The establishment of village strong points and development centers linked together in the frontier areas of these five countries. In five years we could fill villages and empty spaces like a honeycomb with vital roads, sod strips, schools, home workshops, new farms, all on a small scale that would provide the social defense against Communist seepage. I am convinced that defense against Communist pressure must go on in the villages and in the minds of the village people and the rural administrators. We concentrate so much effort in the capital area we forget where the battle really is going on.

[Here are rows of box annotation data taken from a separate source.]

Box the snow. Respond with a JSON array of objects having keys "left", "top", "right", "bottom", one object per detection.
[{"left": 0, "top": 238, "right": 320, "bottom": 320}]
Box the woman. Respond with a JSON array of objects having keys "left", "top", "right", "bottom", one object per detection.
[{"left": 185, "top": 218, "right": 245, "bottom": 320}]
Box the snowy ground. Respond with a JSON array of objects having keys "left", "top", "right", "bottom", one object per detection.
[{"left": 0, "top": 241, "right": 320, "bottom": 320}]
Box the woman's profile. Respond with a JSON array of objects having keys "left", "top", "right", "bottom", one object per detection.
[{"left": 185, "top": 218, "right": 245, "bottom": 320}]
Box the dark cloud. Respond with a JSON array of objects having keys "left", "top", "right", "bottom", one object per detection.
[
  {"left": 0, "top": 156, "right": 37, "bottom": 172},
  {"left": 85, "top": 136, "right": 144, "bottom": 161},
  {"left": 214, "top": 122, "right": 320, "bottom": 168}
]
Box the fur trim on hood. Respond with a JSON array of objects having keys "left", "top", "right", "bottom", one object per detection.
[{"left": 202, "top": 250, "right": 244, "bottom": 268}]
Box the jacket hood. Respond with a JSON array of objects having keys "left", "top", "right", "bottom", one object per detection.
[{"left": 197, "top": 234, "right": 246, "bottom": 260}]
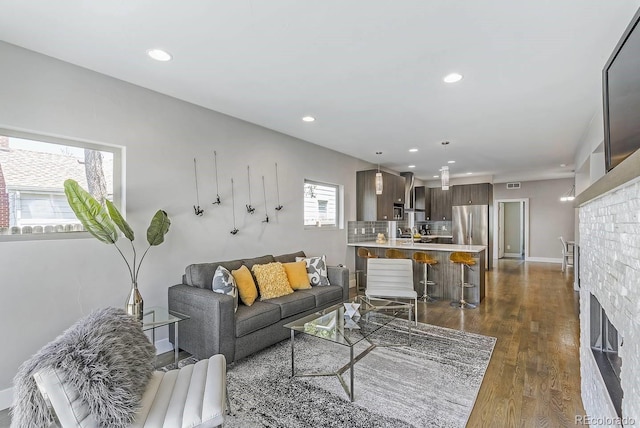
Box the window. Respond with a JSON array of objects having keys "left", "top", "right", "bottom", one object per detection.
[
  {"left": 0, "top": 129, "right": 121, "bottom": 241},
  {"left": 304, "top": 179, "right": 342, "bottom": 229}
]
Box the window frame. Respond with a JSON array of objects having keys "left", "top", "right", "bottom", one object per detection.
[
  {"left": 302, "top": 178, "right": 344, "bottom": 230},
  {"left": 0, "top": 127, "right": 126, "bottom": 243}
]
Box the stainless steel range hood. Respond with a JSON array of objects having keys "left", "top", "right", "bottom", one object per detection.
[{"left": 400, "top": 172, "right": 416, "bottom": 212}]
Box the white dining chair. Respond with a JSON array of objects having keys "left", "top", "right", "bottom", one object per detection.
[{"left": 365, "top": 259, "right": 418, "bottom": 325}]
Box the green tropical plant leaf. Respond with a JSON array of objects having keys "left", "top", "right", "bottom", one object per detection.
[
  {"left": 147, "top": 210, "right": 171, "bottom": 246},
  {"left": 104, "top": 199, "right": 135, "bottom": 241},
  {"left": 64, "top": 179, "right": 118, "bottom": 244}
]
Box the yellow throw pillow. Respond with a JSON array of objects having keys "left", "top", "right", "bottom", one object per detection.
[
  {"left": 231, "top": 265, "right": 258, "bottom": 306},
  {"left": 251, "top": 262, "right": 293, "bottom": 300},
  {"left": 282, "top": 262, "right": 311, "bottom": 290}
]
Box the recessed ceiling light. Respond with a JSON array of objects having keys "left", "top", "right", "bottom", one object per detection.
[
  {"left": 147, "top": 49, "right": 172, "bottom": 61},
  {"left": 442, "top": 73, "right": 462, "bottom": 83}
]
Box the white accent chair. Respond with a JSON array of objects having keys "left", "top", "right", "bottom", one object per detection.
[
  {"left": 558, "top": 236, "right": 573, "bottom": 272},
  {"left": 33, "top": 354, "right": 229, "bottom": 428},
  {"left": 365, "top": 259, "right": 418, "bottom": 325}
]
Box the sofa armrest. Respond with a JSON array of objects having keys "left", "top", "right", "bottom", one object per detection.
[
  {"left": 327, "top": 266, "right": 349, "bottom": 302},
  {"left": 168, "top": 284, "right": 235, "bottom": 361}
]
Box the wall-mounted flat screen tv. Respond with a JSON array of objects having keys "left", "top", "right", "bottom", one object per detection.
[{"left": 602, "top": 9, "right": 640, "bottom": 172}]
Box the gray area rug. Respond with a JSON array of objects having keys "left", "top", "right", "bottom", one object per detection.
[{"left": 168, "top": 320, "right": 496, "bottom": 428}]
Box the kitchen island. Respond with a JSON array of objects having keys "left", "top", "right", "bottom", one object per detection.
[{"left": 347, "top": 239, "right": 486, "bottom": 303}]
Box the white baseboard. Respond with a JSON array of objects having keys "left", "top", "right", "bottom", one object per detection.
[
  {"left": 526, "top": 257, "right": 562, "bottom": 264},
  {"left": 504, "top": 253, "right": 522, "bottom": 257},
  {"left": 0, "top": 388, "right": 13, "bottom": 410},
  {"left": 155, "top": 339, "right": 173, "bottom": 355}
]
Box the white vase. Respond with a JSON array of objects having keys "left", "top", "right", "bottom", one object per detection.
[{"left": 124, "top": 282, "right": 144, "bottom": 320}]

We have begun here in Thailand to develop this kind of strategy of social defense. We call it an “Agrimetro” plan. The Thai Government has heartily approved this concept and has designated some centers in northeast Thailand for such development. USOM is preparing a feasible study for this. I am attaching a picture of what the agrimetro strategy would be like.1

b.
A leap-frog strategy would be arranged under our control in Laos, North Vietnam and possibly Communist China by covert or other means, even through attack. Thus we could leap-frog from Thailand, Laos, South Vietnam, or even Taiwan, on a hit-and-run basis or to establish small areas of operation in the mountains or remote spots. This would give initiative and dynamism to the honeycomb strategy, which is more or less static once in place. I have discussed with you a plan for South Vietnam and Laos. I think we should consider extending it to North Vietnam, and possibly mainland China. The frontier of Thailand and Laos and the dangerous one of Vietnam and Laos might be guarded better if we had bases of operations with American combat trainers for security and local ranger units to do the patrolling and attacking of Communist guerillas outside of these bases. In other words, the local rangers would leap-frog in any direction, depending on their mobility.
3.

[sic] Finally, our basic aim should be to promote as much consensus in the Asian area as possible in order to create a common view for dealing with the menace of Communist China. Never in history have these countries dealt with China on an equal or equitable basis: they have always been treated as tributaries. Now we should seek to boost what unites the other Asians and to muffle what divides them. Their acknowledgement of a common interest and their acceptance of a common action backed by American power should be our strategy in Asia for heading off neutralism, Communism, or chaos.

[Page 31]

I think a multilateral organization for economic and political purposes of the Asian nations would eventually be better than SEATO if we backed such an organization with our power and bilateral treaties with Thailand, etc.

4.
The placing of small American combat training units in Thailand and Vietnam would reverse the trend of doubt, discouragement and despair in Southeast Asia. I know they would be welcome. I think we should beat the Communists at their own game by doing better in rural areas. We have opportunities in education, the technical fields, rural development, new military hardware and organization tailored for Southeast Asia, and our great production capacity which they cannot meet. China and North Vietnam are now weak, unpopular, hated and feared. We can seize the initiative and hold it if we adopt new tactics, techniques and equipment geared to Southeast Asia.
5.
This is what the New Program in my memorandum to the Prime Minister of July 28 seeks to do.2
Kenneth T. Young, Jr. 3
  1. Source: Kennedy Library, National Security Files, Regional Security Series, Southeast Asia, General, 10/11/61–12/31/61. Secret.
  2. Not printed.
  3. See Document 414.
  4. Printed from a copy that bears this typed signature.